Self-driving cars driven to making crash-free roads
If you’ve already bought into the idea that a robot can vacuum your floors better than you can, then it may not be a stretch to think a robot might drive better, too. Self-driving cars may be just around the corner.
Toyota and Audi announced they are entering the race with Google for self-driving cars. Both auto brands are testing self-driving cars, and they are showing off their test results at the Consumer Electronics Show this week in Las Vegas.
Think of all the time you spend behind the wheel. Self-driving cars have the promise of turning those wasted hours into productive ones. From a pure safety perspective, self-driving cars also have the promise of saving lives. Car crashes are the leading cause of death for all age groups from three to 33; the Network of Employers for Traffic Safety attributes over 90% of crashes to human error.
Self-driving cars are intended to be crashless – or at least be collision-free under normal operation. That has some obviously profound implications.
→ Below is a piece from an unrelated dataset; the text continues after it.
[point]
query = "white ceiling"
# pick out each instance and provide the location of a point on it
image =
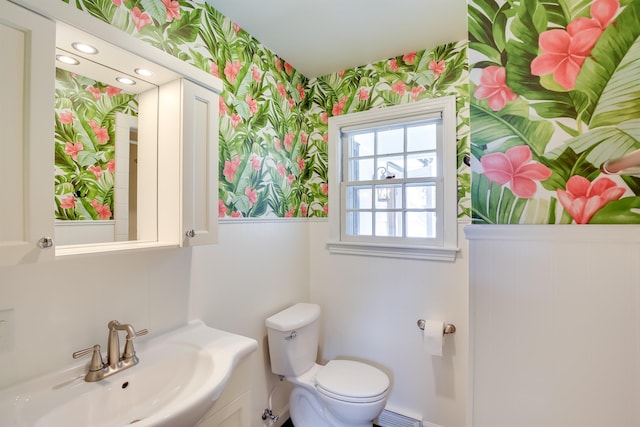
(319, 37)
The title of a report by KPMG and the Center for Automotive Research sums it up: Self-Driving Cars: The Next Revolution. While some of the cars are billed as self-driving, others are steering clear of that label. They say the cars will enhance a driver’s skill and be similar to the “auto pilot” settings on airplanes. That means human drivers can take over the wheel at any point along the road.
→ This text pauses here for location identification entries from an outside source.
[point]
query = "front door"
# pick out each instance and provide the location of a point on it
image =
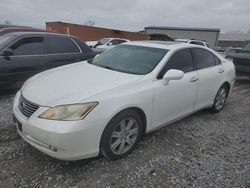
(177, 98)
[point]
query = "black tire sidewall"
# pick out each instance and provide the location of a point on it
(106, 136)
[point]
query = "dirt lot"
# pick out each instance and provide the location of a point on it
(203, 150)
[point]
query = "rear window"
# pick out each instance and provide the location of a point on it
(60, 45)
(204, 58)
(28, 46)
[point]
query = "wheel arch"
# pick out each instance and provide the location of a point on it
(138, 110)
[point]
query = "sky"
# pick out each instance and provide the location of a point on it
(130, 15)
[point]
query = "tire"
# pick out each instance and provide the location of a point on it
(121, 135)
(220, 99)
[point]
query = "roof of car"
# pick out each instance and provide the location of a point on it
(36, 33)
(161, 44)
(114, 38)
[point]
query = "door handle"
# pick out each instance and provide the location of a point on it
(194, 79)
(221, 70)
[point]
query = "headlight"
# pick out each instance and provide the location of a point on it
(69, 112)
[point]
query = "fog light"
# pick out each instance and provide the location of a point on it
(52, 148)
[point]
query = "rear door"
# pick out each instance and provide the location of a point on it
(177, 98)
(24, 61)
(211, 75)
(60, 51)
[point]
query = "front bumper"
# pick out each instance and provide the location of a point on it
(65, 140)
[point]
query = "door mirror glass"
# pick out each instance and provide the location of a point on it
(173, 74)
(8, 53)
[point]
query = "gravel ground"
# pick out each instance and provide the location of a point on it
(203, 150)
The cost and expense of auto insurance could be impacted by letting a robot do the driving. The whole idea behind self-driven cars could be a reality by the end of the decade, according to the people making them. A sure sign that they are getting closer to figuring it all out is the Driveless Car Summit held this past summer in (where else?) Detroit.
Already, many of us are easing into the idea of telematic devices, such as the usage-based programs that monitor driving behavior and provide insurance discounts for careful drivers. There are legal and regulatory details that need to be addressed, and it will all be interesting to watch this revolution unfold.